Уж точно, что не в первый. Обрывы, перемены, преображения происходили в ее жизни постоянно, без них она и жизнь свою не могла представить. И хотя в этой вот, теперешней жажде перемен было что-то настораживающее, Саша не стала разбираться, что именно. Сегодняшний день должен отличаться от вчерашнего и тем более от завтрашнего, иначе зачем он вообще нужен, сегодняшний, да и завтрашний тоже! Так было в ее жизни всегда, и так оно всегда будет.
Отношения с Оливером стали в последнее время вялыми, только ссоры их оживляли, делая чем-то отличным от обычных отношений между коллегами, и ссоры стали им требоваться слишком часто.
«Я уезжаю из Вены, чтобы расстаться с ним», – подумала Саша.
Эта мысль ее успокоила. В ней не содержалось той непонятной тревоги, которой было пронизано ее необъяснимое стремление в Москву, когда оно только возникло. Хотя – что уж такого необъяснимого?

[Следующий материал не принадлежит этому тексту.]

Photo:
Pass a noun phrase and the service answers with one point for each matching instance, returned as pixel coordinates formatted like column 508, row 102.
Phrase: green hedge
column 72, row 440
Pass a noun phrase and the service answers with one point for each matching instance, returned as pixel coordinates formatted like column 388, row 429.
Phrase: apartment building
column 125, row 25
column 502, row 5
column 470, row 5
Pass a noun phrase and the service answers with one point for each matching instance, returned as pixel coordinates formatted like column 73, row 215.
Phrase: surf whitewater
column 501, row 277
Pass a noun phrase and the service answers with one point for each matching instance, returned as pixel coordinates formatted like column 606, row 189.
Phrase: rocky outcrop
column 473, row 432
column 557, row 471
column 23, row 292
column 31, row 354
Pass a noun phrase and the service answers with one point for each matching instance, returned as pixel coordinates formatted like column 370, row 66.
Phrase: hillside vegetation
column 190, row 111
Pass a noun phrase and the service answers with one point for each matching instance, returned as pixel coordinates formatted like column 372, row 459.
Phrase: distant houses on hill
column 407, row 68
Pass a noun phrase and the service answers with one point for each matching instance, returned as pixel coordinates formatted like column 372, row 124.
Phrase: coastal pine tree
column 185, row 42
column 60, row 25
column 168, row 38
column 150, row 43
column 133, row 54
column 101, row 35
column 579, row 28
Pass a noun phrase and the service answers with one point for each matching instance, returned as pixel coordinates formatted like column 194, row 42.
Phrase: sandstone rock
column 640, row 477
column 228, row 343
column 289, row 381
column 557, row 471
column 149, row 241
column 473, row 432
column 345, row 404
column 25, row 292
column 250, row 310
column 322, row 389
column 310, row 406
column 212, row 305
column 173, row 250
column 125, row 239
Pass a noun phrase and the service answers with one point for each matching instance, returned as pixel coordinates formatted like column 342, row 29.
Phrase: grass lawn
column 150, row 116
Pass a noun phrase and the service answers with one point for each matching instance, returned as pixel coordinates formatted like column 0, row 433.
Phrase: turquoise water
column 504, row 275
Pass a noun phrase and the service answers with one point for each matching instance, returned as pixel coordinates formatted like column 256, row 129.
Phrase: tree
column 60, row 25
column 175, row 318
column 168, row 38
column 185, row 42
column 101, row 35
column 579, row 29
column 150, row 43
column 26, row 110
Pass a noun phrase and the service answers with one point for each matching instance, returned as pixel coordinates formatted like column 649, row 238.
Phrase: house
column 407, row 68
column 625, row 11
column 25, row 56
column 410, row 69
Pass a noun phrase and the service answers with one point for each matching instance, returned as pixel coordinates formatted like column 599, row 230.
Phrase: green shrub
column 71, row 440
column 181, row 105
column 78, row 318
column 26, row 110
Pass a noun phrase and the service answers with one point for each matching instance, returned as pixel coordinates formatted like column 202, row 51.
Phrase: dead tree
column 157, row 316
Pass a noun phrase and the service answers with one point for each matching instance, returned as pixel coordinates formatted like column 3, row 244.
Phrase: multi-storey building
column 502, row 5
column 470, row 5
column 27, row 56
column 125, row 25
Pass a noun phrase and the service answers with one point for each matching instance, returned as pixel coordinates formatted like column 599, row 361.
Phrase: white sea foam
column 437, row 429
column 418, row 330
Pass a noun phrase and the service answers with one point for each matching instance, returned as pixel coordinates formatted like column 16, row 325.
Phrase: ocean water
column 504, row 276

Саша вспомнила, как в детстве, когда она прочитала «Отверженных» Гюго, ее поразило описание французского мастерового, открывшего дверь каторжнику Жану Вальжану: его лицо имело то не поддающееся описанию выражение, которое свойственно человеку, знающему, что он у себя дома…
Она хочет знать, что она у себя дома. Неделю назад подобное знание ей совершенно не требовалось, но неделю назад ее связки в любую минуту могли наполнить звуками ее тело и через него – окружающий мир. А теперь она пуста, как треснувшая колода, и лицо ее выглядит бессмысленным, а значит, ей надо наполнить смыслом если не всю себя, то хотя бы выражение собственного лица.
Саша проснулась перед рассветом. Тревожное, одинокое время, и только совсем бесчувственный человек ни разу в своей жизни этого не ощущал.
Единственный город, где в такое время не стоит зловещая тишина, – Нью-Йорк, с его глубоким, нутряным, утробным гулом и вечным воем сирен. А Москва в предрассветный час все же затихает, пусть ненадолго, и лучше человеку не просыпаться в такой тишине.